Conus is a kind of poisonous carnivorous tropical sea and ocean soft-body animals[1]. There are more than 500 species of Conus in the world, and there are at least 50,000 active peptides in the venom of Conus. The secreted toxin (called conotoxin) is mainly used in the predation and defense behavior of animals[2]. Conotoxin is extremely toxic and can cause animals to tremble, convulse, even paralyze and die. There are more than 700 kinds of conos in the world that secrete more than 100,000 toxins. However, the current experiments have only confirmed and recorded relatively few conotoxins (about 3,000 peptides)[3]. Conotoxin has strong biological activity and novel chemical structure. It has extremely high selectivity for ligand gates or voltage-gated ion channels[4]. It can distinguish between similar ion channel types and is widely used as an ion. Pharmacological reagents in channel research. Because the insectivorous conotoxin can kill many kinds of worms[5], it has the potential to cultivate new varieties of insect-resistant crops or develop it as a peptide insecticide. Therefore, conotoxin has become a new source of new drug development and a powerful tool for pharmacology and neuroscience[6], and it ranks first in the research of animal neurotoxins. It is called "the treasure house of marine drugs", and it has received attention from all walks of life and has broad development prospects.

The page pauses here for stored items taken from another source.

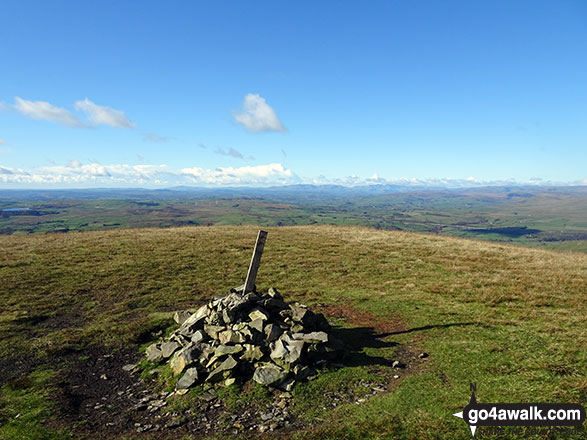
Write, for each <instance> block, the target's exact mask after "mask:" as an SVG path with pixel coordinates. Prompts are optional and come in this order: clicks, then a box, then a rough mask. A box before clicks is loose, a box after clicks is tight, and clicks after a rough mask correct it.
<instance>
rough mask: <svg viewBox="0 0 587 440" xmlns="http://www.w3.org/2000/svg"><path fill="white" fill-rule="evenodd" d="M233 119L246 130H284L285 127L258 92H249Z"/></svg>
mask: <svg viewBox="0 0 587 440" xmlns="http://www.w3.org/2000/svg"><path fill="white" fill-rule="evenodd" d="M234 119H235V120H236V121H237V122H238V123H240V124H242V125H243V126H244V127H245V128H246V129H247V130H249V131H253V132H260V131H281V132H284V131H285V127H284V126H283V124H282V123H281V121H280V120H279V118H278V117H277V114H276V113H275V110H273V108H271V106H270V105H269V104H267V102H266V101H265V98H263V97H261V96H259V95H258V94H256V93H255V94H253V93H249V94H248V95H247V96H245V100H244V102H243V111H242V112H241V113H237V114H235V115H234Z"/></svg>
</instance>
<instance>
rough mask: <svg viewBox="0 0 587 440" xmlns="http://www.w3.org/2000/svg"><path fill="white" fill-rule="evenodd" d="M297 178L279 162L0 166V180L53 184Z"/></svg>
mask: <svg viewBox="0 0 587 440" xmlns="http://www.w3.org/2000/svg"><path fill="white" fill-rule="evenodd" d="M298 181H299V179H298V178H297V176H295V175H294V174H293V173H292V171H291V170H288V169H285V168H284V167H283V166H282V165H281V164H268V165H259V166H246V167H239V168H232V167H228V168H217V169H206V168H197V167H192V168H184V169H182V170H174V169H172V168H170V167H168V166H167V165H144V164H140V165H129V164H114V165H102V164H99V163H88V164H84V163H81V162H80V161H78V160H71V161H70V162H69V163H68V164H67V165H56V166H47V167H41V168H38V169H36V170H32V171H30V172H28V171H24V170H21V169H13V168H6V167H0V182H3V183H9V184H23V185H24V184H28V185H47V184H50V185H54V186H69V187H71V186H78V187H82V186H95V185H106V186H108V185H110V186H116V185H118V186H136V185H146V186H153V185H155V186H162V185H180V184H194V183H196V184H198V185H206V186H216V185H218V186H221V185H238V186H241V185H248V186H250V185H256V186H264V185H279V184H284V183H296V182H298Z"/></svg>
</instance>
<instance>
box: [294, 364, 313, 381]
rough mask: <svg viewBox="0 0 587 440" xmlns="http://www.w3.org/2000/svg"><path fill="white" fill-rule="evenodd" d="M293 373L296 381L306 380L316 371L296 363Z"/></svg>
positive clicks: (309, 367) (306, 365)
mask: <svg viewBox="0 0 587 440" xmlns="http://www.w3.org/2000/svg"><path fill="white" fill-rule="evenodd" d="M293 373H294V376H295V378H296V380H298V381H302V380H306V379H308V378H309V377H311V376H315V375H316V371H315V370H314V369H312V368H310V367H308V366H307V365H296V366H295V367H294V369H293Z"/></svg>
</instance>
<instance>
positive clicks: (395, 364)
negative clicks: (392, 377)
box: [391, 361, 406, 369]
mask: <svg viewBox="0 0 587 440" xmlns="http://www.w3.org/2000/svg"><path fill="white" fill-rule="evenodd" d="M391 366H392V367H393V368H398V369H401V368H406V364H404V363H403V362H400V361H393V363H392V364H391Z"/></svg>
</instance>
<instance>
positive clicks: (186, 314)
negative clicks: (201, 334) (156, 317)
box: [173, 310, 192, 325]
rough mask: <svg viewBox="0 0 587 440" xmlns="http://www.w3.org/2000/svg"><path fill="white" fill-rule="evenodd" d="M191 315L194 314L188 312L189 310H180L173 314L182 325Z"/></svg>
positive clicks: (176, 321) (173, 316)
mask: <svg viewBox="0 0 587 440" xmlns="http://www.w3.org/2000/svg"><path fill="white" fill-rule="evenodd" d="M190 316H192V314H191V312H188V311H187V310H179V311H177V312H175V313H174V314H173V320H174V321H175V322H176V323H177V324H178V325H182V324H183V323H184V322H185V321H186V319H188V318H189V317H190Z"/></svg>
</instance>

According to the different target sites of conotoxin[7], it can be divided into three categories: (1)Conotoxin that acts on ligand-gated ion channels. (2)Conotoxin acts on voltage-gated ion channels, which are also called voltage-sensitive channels. (3)CTX acting on other receptors[8]. There are more than 300 ion channels in living cells. Many important functions in life, such as heartbeat, sensory conduction and central nervous system response, are controlled by cell signaling through various ion channels. Ion channel dysfunction can cause a variety of diseases, such as epilepsy, arrhythmia and type II diabetes. These diseases are mainly treated with drugs that regulate the relevant ion channels[9]. Ion channels are also an important target for the treatment of viral diseases. Due to their importance to human life, ion channels have become the second most common drug development target. The following three ion channels are usually targets of toxins: potassium (K) channels,sodium (Na) channels, and calcium (Ca) channels. Based on its function and target object, conotoxin can be divided into the following three types: (i) K channel targeting type; (ii) targeting non-channel type; (iii) calcium channel targeting type[10].
Due to the explosive growth of protein sequence data[11], traditional wet experiment methods can no longer meet the needs of rapid identification of protein sequences. Yuan et al. developed a feature selection technique based on binomial distribution to predict ion channels by using radial basis function networks The type of toxin targeted. Subsequently[12], they developed a predictor (iCTX type) to improve prediction accuracy. Zhang et al. applied mixed features in the prediction problem. Wang et al. combined variance and correlation (AVC) analysis with support vector machines to reduce attribute redundancy and improve prediction accuracy and calculation speed. However, none of these methods can be used to predict the type of conotoxin defined by its target ion channel. For example, δ-toxoid-like Ac6.1 and ω-toxin-like Ai6.2 both belong to toxoid C1. However, the former targets voltage-gated sodium channels, while the latter targets voltage-gated calcium channels[13].
To solve this problem, this article proposes a method to identify the three types of conotoxins by using their sequence information alone. In this research, we propose a deep learning long-term short-term memory (LSTM) neural network model to predict the classification of cono toxins[14], and use word embedding technology to represent the conotoxin sequence as a vector, which is because the protein sequence can be seen Into a natural language. Effective features are extracted from the conotoxin sequence in order to further evaluate the performance of the model. The target model is compared with the existing machine learning model SVM[15]. The experimental results show that the method has good prediction performance and is suitable for classification and prediction of conotoxin. The workflow is shown in Fig. 1.
In this paper, word embedding technology and LSTM are combined to construct a model for anticancer peptide prediction, so as to take advantage of LSTM's advantages in sequence modeling and long-term memory and word embedding in sequence representation.